Propuesta de Lucio.—Todas las balas deberán estar envenenadas con ácido prúsico y se probará su poder tóxico cortándole de un tiro la cola a un perro. El perro tiene que morir a los 10 minutos.
—Ché Silvio.
—¿Que hay?, dijo Enrique.
Pensaba una cosa. Habría que organizar clubs en todos los pueblos de la República.
—No, lo principal—interrumpí yo—está en ponernos prácticos para actuar mañana. No importa ahora ocuparnos de macanitas.
Lucio acercó un bulto de ropa sucia que le servía de otomana. Proseguí.
—El aprendizaje de ratero tiene esta ventaja: darle sangre fría a uno, que es lo más necesario para el oficio. Además la práctica del peligro contribuye a formarnos hábitos de prudencia.

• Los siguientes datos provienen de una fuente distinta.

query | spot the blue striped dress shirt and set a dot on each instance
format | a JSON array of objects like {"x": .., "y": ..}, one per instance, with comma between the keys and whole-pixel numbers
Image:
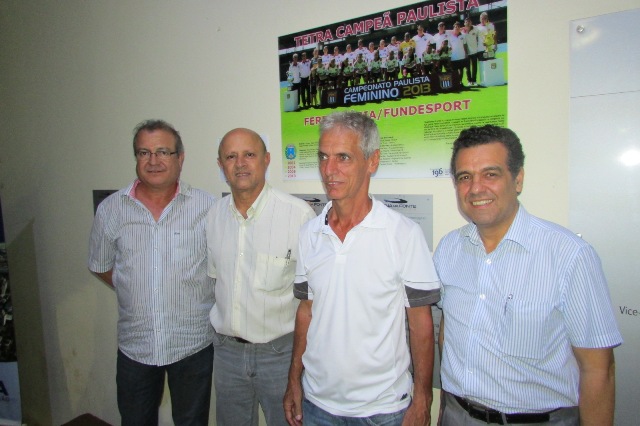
[
  {"x": 512, "y": 316},
  {"x": 159, "y": 273}
]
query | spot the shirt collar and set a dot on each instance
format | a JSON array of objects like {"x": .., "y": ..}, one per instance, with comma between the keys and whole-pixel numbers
[
  {"x": 256, "y": 207},
  {"x": 374, "y": 219},
  {"x": 182, "y": 188}
]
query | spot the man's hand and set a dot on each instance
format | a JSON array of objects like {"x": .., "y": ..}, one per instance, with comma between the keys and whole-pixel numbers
[
  {"x": 292, "y": 401},
  {"x": 417, "y": 414},
  {"x": 293, "y": 404}
]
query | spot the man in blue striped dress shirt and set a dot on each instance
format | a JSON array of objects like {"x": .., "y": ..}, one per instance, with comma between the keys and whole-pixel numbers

Dijo Enrique: Dejémonos de retóricas y vamos a tratar un caso interesante. Aquí, al fondo de la carnicería (la pared de la casa de Irzubeta era medianera respecto a dicho fondo) hay un gringo que todas las noches guarda el auto y se va a dormir a una piecita que alquila en un caserón de la calle Zamudio. Que te parece Silvio, que le evaporemos el magneto y la bocina?
—¿Sabés que es grave?
—No hay peligro ché. Saltamos por la tapia. El carnicero duerme como una piedra. Eso sí, hay que ponerse guantes.
—¿Y el perro?
—¿Y para que lo conozco yo al perro?
—Me parece que se va a armar una bronca.
—¿Que te parece Silvio?
—No me gusta.
—Pero date cuenta que sacamos más de cien mangos por el magneto.